Sex Ratios and Proportion Dead
An acceptable sex ratio of male (MCEB) to female children ever born (FCEB) usually falls between 1.02 and 1.07. Sex ratios falling outside this interval may indicate errors in sampling or under-reporting of births of one sex - many of these probably died at an early age. The official reports of the Israeli CBS for the occupied territories indicates that the sex ratio at birth is approximately 1.5 for 1991 (ICBS, 1992). The overall sex ratio for CEB in the data set used here is 1.12. This slight deviation is not serious enough to raise concern about the quality of the data. The age-specific sex ratios and proportion dead by age category are presented in table 2.5.

The sex ratios of the table may indicate the existence of under- reporting of female births, but could also stem from sampling error. This would probably be due to ommissions on the part of mothers giving female births who later (in a matter of days or weeks) have died. On the other hand, the sex ratio of dead children could indicate the existence of a severe case of under-reporting of dead males in three age groups. The abnormality of the sex ratios for both births and deaths casts some doubt on the quality of the data set. These abnormalities will directly affect our estimates of childhood mortality, and pave the way for an over- estimation of female infant mortality and under-estimation of male infant mortality. As for the proportion of dead children, we notice a drop in this proportion for the 25-29 age group. Moreover, this indicator does not increase normally for the first three age groups, as opposed to the last three age groups. Both the drop in the proportion of dead children and the slow increase for the three categories are indicators of problems with the data quality.
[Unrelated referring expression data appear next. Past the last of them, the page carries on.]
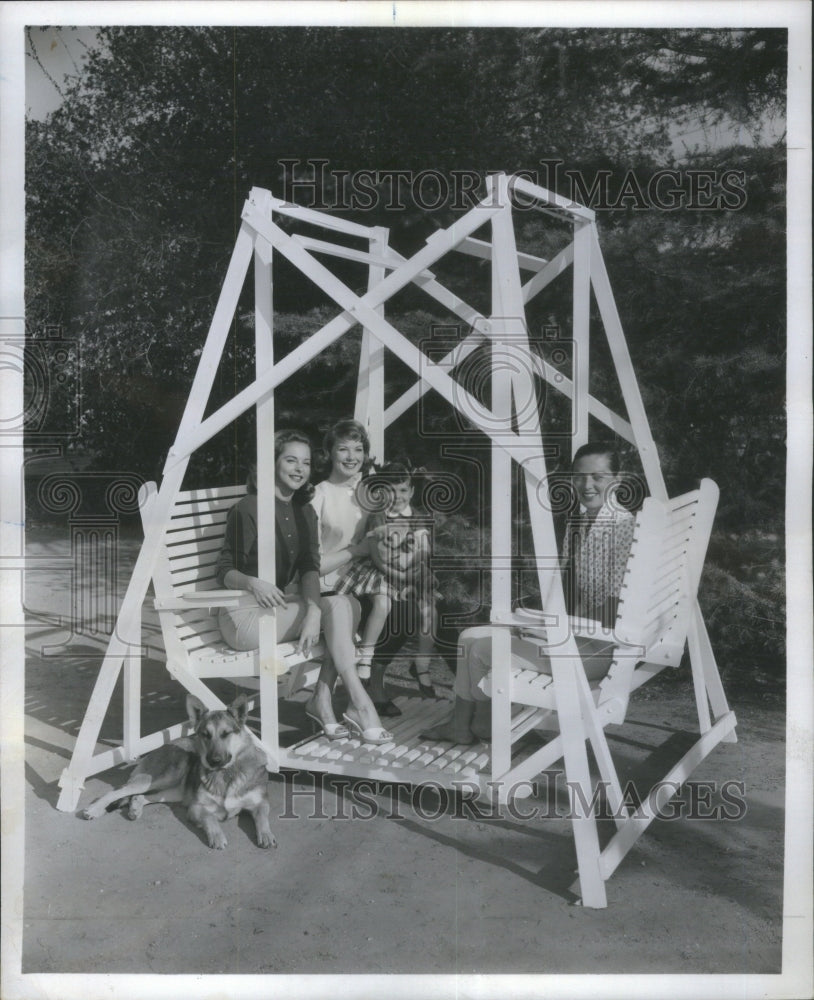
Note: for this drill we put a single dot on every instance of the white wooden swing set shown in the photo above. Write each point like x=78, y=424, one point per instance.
x=658, y=612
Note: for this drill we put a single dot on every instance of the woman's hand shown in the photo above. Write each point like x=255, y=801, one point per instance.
x=359, y=549
x=266, y=594
x=309, y=633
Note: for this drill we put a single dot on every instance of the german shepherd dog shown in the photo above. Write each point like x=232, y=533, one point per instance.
x=217, y=772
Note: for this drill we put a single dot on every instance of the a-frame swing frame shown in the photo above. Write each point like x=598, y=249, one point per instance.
x=515, y=373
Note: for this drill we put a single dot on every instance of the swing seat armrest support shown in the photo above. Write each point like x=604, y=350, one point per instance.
x=193, y=599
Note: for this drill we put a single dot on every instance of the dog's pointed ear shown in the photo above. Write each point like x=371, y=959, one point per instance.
x=195, y=709
x=240, y=709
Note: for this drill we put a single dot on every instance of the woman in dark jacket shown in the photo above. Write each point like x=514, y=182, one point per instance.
x=294, y=595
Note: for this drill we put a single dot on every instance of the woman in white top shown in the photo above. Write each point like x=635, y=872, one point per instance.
x=342, y=526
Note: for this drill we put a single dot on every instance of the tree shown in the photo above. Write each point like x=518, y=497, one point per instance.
x=135, y=185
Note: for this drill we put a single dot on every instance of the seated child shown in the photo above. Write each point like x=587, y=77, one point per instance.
x=395, y=569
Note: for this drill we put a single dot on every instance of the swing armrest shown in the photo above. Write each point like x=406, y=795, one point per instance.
x=193, y=599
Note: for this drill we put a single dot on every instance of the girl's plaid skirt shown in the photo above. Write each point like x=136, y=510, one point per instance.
x=363, y=577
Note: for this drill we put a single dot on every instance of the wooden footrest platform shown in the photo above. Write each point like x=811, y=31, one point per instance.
x=408, y=758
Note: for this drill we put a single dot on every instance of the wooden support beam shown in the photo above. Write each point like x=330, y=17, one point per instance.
x=266, y=499
x=370, y=382
x=126, y=634
x=548, y=199
x=436, y=247
x=623, y=364
x=581, y=335
x=482, y=249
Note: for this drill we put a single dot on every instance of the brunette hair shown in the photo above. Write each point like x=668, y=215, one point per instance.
x=600, y=448
x=281, y=439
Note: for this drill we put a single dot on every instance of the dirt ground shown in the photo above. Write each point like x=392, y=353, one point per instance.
x=412, y=885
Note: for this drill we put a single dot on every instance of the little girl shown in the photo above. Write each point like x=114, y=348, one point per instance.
x=395, y=569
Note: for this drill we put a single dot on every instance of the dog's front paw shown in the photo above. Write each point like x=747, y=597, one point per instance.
x=266, y=839
x=136, y=807
x=217, y=839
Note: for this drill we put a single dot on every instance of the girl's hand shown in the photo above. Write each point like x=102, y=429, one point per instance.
x=309, y=633
x=266, y=594
x=378, y=533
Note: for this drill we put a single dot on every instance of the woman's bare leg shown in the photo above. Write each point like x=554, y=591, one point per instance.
x=340, y=617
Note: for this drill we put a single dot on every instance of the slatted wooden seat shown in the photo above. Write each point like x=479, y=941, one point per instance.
x=656, y=609
x=187, y=597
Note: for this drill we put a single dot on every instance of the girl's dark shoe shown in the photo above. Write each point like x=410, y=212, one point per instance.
x=422, y=678
x=387, y=708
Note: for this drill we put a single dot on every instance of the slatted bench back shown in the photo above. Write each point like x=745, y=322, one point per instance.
x=661, y=580
x=186, y=562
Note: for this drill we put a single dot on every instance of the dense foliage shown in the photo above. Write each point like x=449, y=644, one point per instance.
x=135, y=186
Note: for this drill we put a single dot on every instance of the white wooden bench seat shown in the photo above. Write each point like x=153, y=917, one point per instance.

Table 2.5 Sex ratios of children ever born, dead children and proportion of dead children by age of mother at the time of interview
Age GroupSex Ratio at Birth (MCEB/FCEB)Sex Ratio of Dead ChildrenProportion of Dead Children (# DEAD/# FEMALES)

Average Parity
Questions relating to children ever born were put to all ever married women, EMW. From the investigation of the data it turns out that no EMW were classified as having missing parity. Moreover, 72 (10.8%) EMW were classified as having had no children (zero parity). Most of these are relatively newly wed females. Average parity that systematically increases with the age of the woman with no sharp jumps, is a sign of acceptable data quality. The average parity is calculated by dividing the number of births by the total number of female respondents in each age group, see table 2.11 in the fertility section.

Conclusion Every measure we have used for checking the data quality has showed us a problem of some sort, the most serious being related to sex ratios. Our conclusion is that the available data - although suitable for many other analytical purposes - maybe are not good enough to produce reliable estimates of parameters of childhood mortality and fertility. Therefore, all estimates and analyses should be treated with caution.